Tukang Cukur Lokal di Gunung Roskill telah dinobatkan sebagai lokasi yang diminati terkait dengan tiga kasus Covid-19 positif baru.

Semua lokasi dikunjungi oleh Kasus B.

Pengurutan genom telah mengaitkan kasus ini dengan pembersih di Grand Millennium yang dites positif Covid-19 pada 21 Maret, dan pekerja ketiga di hotel, Kasus C, yang juga dites sejak positif.

Petugas keamanan belum divaksinasi, karena melewatkan dua janji pertemuan karena “alasan pribadi”. Kasus C juga tidak divaksinasi.

Anggota staf Funtech, Lyn, adalah satu-satunya yang bekerja pada 29 Maret ketika kasus Covid-19 berkunjung.

Lyn, yang tidak ingin memberikan nama belakangnya, mengatakan bahwa dia dihubungi oleh petugas kesehatan pada Minggu malam tetapi diberi tahu bahwa dia “berisiko rendah” dan tidak perlu melakukan apa pun.

Funtech di CBD Auckland hanya memiliki satu anggota staf yang bekerja pada hari kunjungan kasus positif Covid-19.

Google maps / Stuff

Funtech di CBD Auckland hanya memiliki satu anggota staf yang bekerja pada hari kunjungan kasus positif Covid-19.

Pemilik tukang cukur lokal Moks Alyasy mengatakan dia diberitahu oleh petugas kesehatan sekitar tengah hari pada hari Minggu bahwa kasus positif telah mengunjungi.

Alyasy mengatakan dia memiliki tiga staf yang bekerja hari itu.

Kementerian Kesehatan menyarankan staf yang bekerja pada saat itu untuk menjalani tes dan mengisolasi selama 14 hari terlepas dari hasil tes, katanya.

Ketiganya mengembalikan tes negatif tetapi tetap dalam isolasi diri.

Kasus terbaru datang sebagai berita bahwa firma keamanan MIQ First Security hanya memvaksinasi 79 persen karyawannya, sebelum batas waktu 30 April yang ditetapkan oleh Kementerian Bisnis, Inovasi & Ketenagakerjaan (MBIE).

RNZ

Sekarang ada tiga kasus yang terkait dengan pelanggaran perbatasan terbaru meskipun ada upaya vaksinasi. Pekerja ketiga di fasilitas isolasi yang dikelola Grand Millennium di Auckland dipastikan mengidap Covid-19.

Dalam sebuah pernyataan, Keamanan Pertama memberi tahu Barang itu telah memenuhi semua kewajiban dan persyaratan kesehatan dan keselamatan Covid-19 yang diamanatkan Pemerintah, termasuk arahan seputar vaksinasi pekerja fasilitas MIQ.
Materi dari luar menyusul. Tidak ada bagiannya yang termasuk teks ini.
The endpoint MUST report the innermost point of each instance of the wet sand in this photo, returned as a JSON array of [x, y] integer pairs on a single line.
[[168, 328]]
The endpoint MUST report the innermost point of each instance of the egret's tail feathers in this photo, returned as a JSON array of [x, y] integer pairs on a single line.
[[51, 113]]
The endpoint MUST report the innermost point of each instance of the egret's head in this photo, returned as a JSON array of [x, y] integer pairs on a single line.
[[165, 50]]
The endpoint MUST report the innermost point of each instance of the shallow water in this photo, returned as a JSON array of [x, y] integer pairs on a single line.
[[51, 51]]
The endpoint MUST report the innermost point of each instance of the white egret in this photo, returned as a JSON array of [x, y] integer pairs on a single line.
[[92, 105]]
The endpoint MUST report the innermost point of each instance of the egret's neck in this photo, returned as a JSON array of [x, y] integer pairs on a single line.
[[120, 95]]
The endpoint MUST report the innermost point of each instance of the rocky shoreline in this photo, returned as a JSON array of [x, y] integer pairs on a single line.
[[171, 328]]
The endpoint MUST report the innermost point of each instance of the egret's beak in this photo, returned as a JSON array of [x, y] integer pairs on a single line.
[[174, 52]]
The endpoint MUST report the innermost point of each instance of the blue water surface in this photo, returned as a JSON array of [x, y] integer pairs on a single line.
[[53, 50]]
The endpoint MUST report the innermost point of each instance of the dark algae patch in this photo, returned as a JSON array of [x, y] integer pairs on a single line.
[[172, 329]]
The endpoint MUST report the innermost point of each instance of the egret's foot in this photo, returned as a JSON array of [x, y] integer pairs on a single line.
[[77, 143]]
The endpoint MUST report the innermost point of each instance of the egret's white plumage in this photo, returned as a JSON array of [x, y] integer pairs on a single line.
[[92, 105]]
“Kami telah melakukan, dan terus melakukan, segala kemungkinan untuk memastikan semua karyawan yang bekerja di fasilitas MIQ divaksinasi sebelum batas waktu 30 April,” kata seorang juru bicara.

Semua staf Keamanan Pertama yang bekerja di fasilitas MIQ sadar bahwa mereka harus divaksinasi sebelum batas waktu untuk terus bekerja, kata pernyataan itu.
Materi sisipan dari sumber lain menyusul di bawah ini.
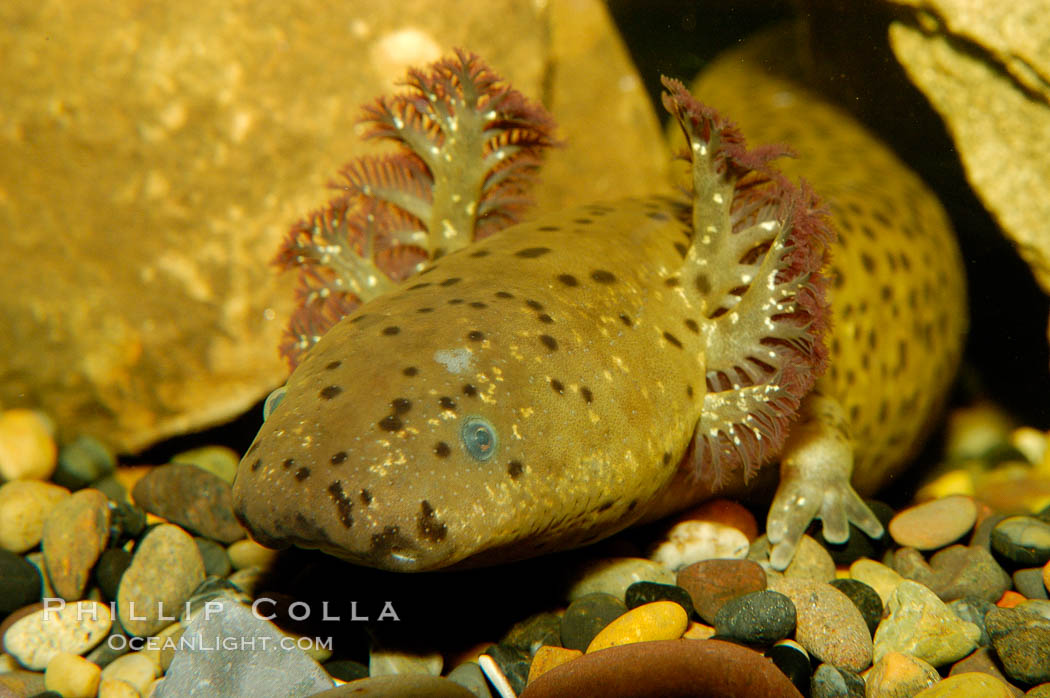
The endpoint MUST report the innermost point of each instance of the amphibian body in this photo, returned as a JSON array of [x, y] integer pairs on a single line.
[[563, 379]]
Staf yang tidak dapat menghadiri janji temu di lokasi selama shift dibayar untuk menghadiri janji temu di luar jam kerja.
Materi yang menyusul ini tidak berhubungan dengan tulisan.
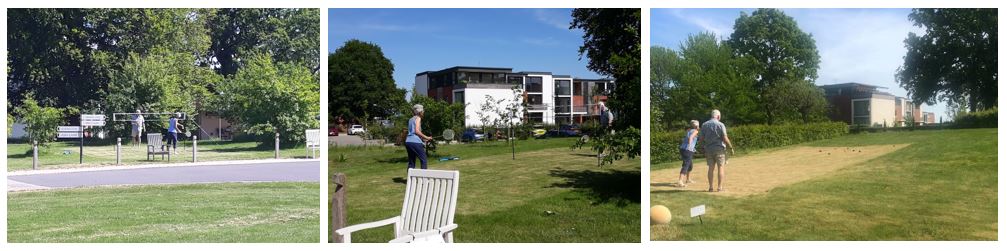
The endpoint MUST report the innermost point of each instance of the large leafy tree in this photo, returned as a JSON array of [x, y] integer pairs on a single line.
[[361, 84], [779, 50], [703, 75], [162, 82], [266, 98], [288, 35], [955, 60], [68, 54], [612, 45]]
Sebelumnya, Perdana Menteri Jacinda Arden mengatakan itu tidak cukup baik karena hanya 79 persen karyawan yang menerima vaksin.

Dia menegaskan kembali pekerja MIQ memiliki waktu hingga akhir April untuk divaksinasi, jika tidak mereka akan “dipindahkan” ke peran berisiko rendah.